Avant l’apparition du Tribunal de la Fonction publique, chaque partie supportait ses propres dépens. Mais après sa création, le régime a été modifié et le justiciable est désormais confronté au risque d’assumer des doubles dépens de procédure en cas de défaite.
Les règles en matière de dépens sont prévues aux articles 134 et suivants du Règlement de Procédure du Tribunal de l’Union européenne qui stipulent, entre-autres, que « toute partie qui succombe supporte ses propres dépens et est condamnée aux dépens exposés par l’autre partie, s’il est conclu en ce sens ». Notons que le juge conserve une marge d’appréciation dans la répartition et la condamnation des parties aux dépens.
Seuls les frais indispensables exposés par les parties aux fins de la procédure sont considérés comme dépens récupérables.
En cas de contestation par la partie qui succombe au paiement des honoraires de la partie adverse, une procédure en taxation des dépens devant le Tribunal sera initiée.
Dans le cadre de la mise en œuvre de son pouvoir d’appréciation, le juge apprécie librement les données de la cause, en tenant compte de cinq critères objectifs : l’objet et la nature du dossier, l’importance de celui-ci, les difficultés de la cause, l’ampleur du travail des intervenants (agents, conseils ou avocats), et les intérêts économiques que le litige a représentés pour les parties.
La jurisprudence rappelle au sujet de cette procédure que « le juge de l’Union est habilité non pas à taxer les honoraires dus par les parties à leurs propres avocats, mais à déterminer le montant à concurrence duquel ces rémunérations peuvent être récupérées auprès de la partie condamnée aux dépens » (ordonnance du 12 octobre 2017, Marcuccio/Commission, aff. T-207/12 P-DEP, ECLI:EU:T:2017:727, point 22).
Dans la pratique, la note des dépens peut être salée pour le fonctionnaire ou agent justiciable. En effet, non seulement il assume les frais de sa propre défense mais en outre, il assume le risque de devoir rembourser les dépens de l’Institution.
Ce contentieux trouve sa source dans le fait que les Institutions sont autorisées à faire appel à un tiers conseiller, lequel facturera ses heures de travail sans envisager objectivement (ou, en réalité, subjectivement en fonction de la situation du justiciable condamné aux dépens) les frais subséquents (L’Institution ayant des moyens financiers plus conséquents que les particuliers).
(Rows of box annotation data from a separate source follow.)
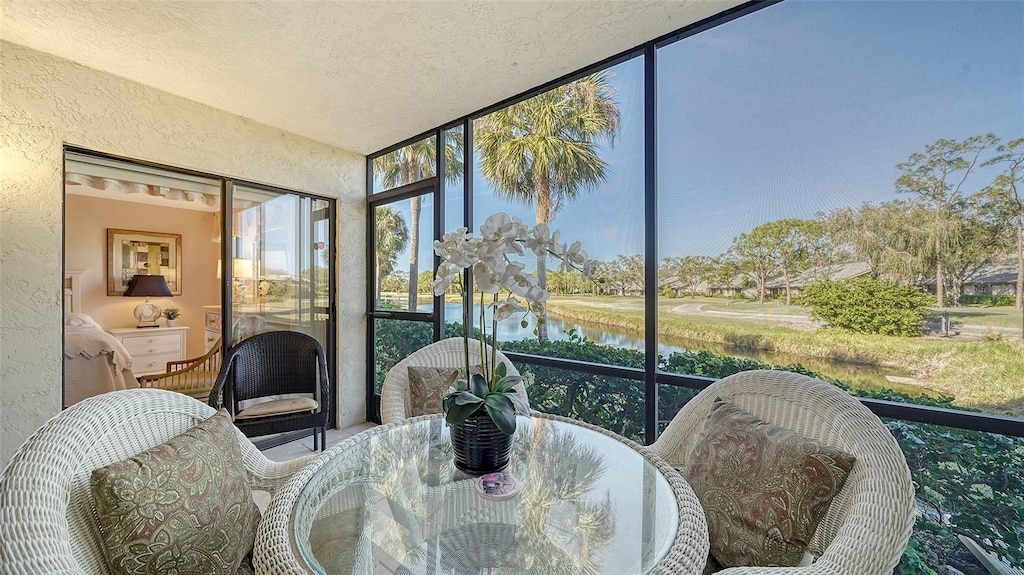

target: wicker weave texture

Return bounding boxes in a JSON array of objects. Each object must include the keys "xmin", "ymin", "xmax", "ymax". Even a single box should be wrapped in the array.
[
  {"xmin": 0, "ymin": 389, "xmax": 313, "ymax": 575},
  {"xmin": 210, "ymin": 331, "xmax": 331, "ymax": 441},
  {"xmin": 651, "ymin": 370, "xmax": 914, "ymax": 575},
  {"xmin": 381, "ymin": 338, "xmax": 529, "ymax": 424},
  {"xmin": 254, "ymin": 411, "xmax": 710, "ymax": 575}
]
Le justiciable assumera ainsi, au travers des impôts communautaires, le paiement de la rémunération de l’agent de l’Institution en charge du dossier contentieux mais, également, au travers de la condamnation aux dépens, le paiement de la rémunération de l’avocat/du conseiller externe.
Il pourrait arriver que certaines Institutions usent et abusent du droit de se faire assister et de répercuter l’intégralité des frais de défense par un externe alors même que le service juridique interne sera intervenu sur le dossier et aura, en principe, dû permettre l’intervention sporadique de l’externe sur des questions juridiques bien précisés.
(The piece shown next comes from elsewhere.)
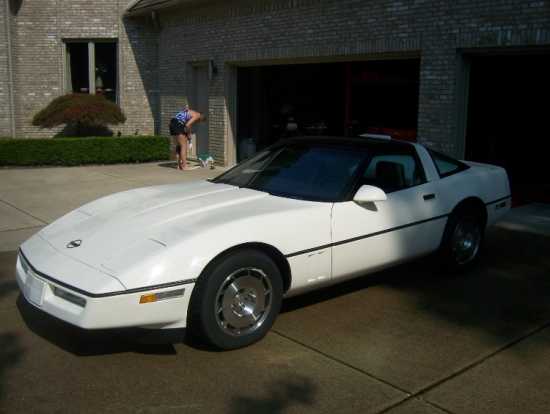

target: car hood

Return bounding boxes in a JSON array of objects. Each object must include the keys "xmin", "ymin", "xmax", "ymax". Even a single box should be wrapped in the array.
[{"xmin": 38, "ymin": 181, "xmax": 268, "ymax": 277}]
Le tribunal pourrait alors condamner cette pratique dès lors qu’il a déjà consacré la règle selon laquelle :
« Il y a, ainsi lieu de constater que, au regard de la nature du litige, de son objet, de son importance sous l’angle du droit de l’Union, des difficultés de la cause et de son intérêt économique, l’affaire […] ne nécessitait pas une charge de travail importante pour la Commission. Dans ces conditions, le Tribunal estime qu’il y a lieu de réduire le nombre d’heures dédiées par l’avocat externe à la rédaction du mémoire en réponse susmentionné et, ainsi, le nombre total d’heures dédiées au traitement de la présente affaire de 13,45 à 9 et 30 minutes » (ordonnance Marcuccio/Commission, op cit.).
En conclusion, le justiciable sera vigilant, à la réception de la facture des dépens de la partie adverse et vérifiera la teneur de celle-ci et, le cas échéant, de la contester. Il veillera, au besoin, à mandater son conseil pour l’introduction d’une requête en taxation des dépens si l’Institution devait camper sur sa position. Sur la base d’une grille de critères objectifs, le Tribunal appréciera le caractère raisonnable de la somme réclamée.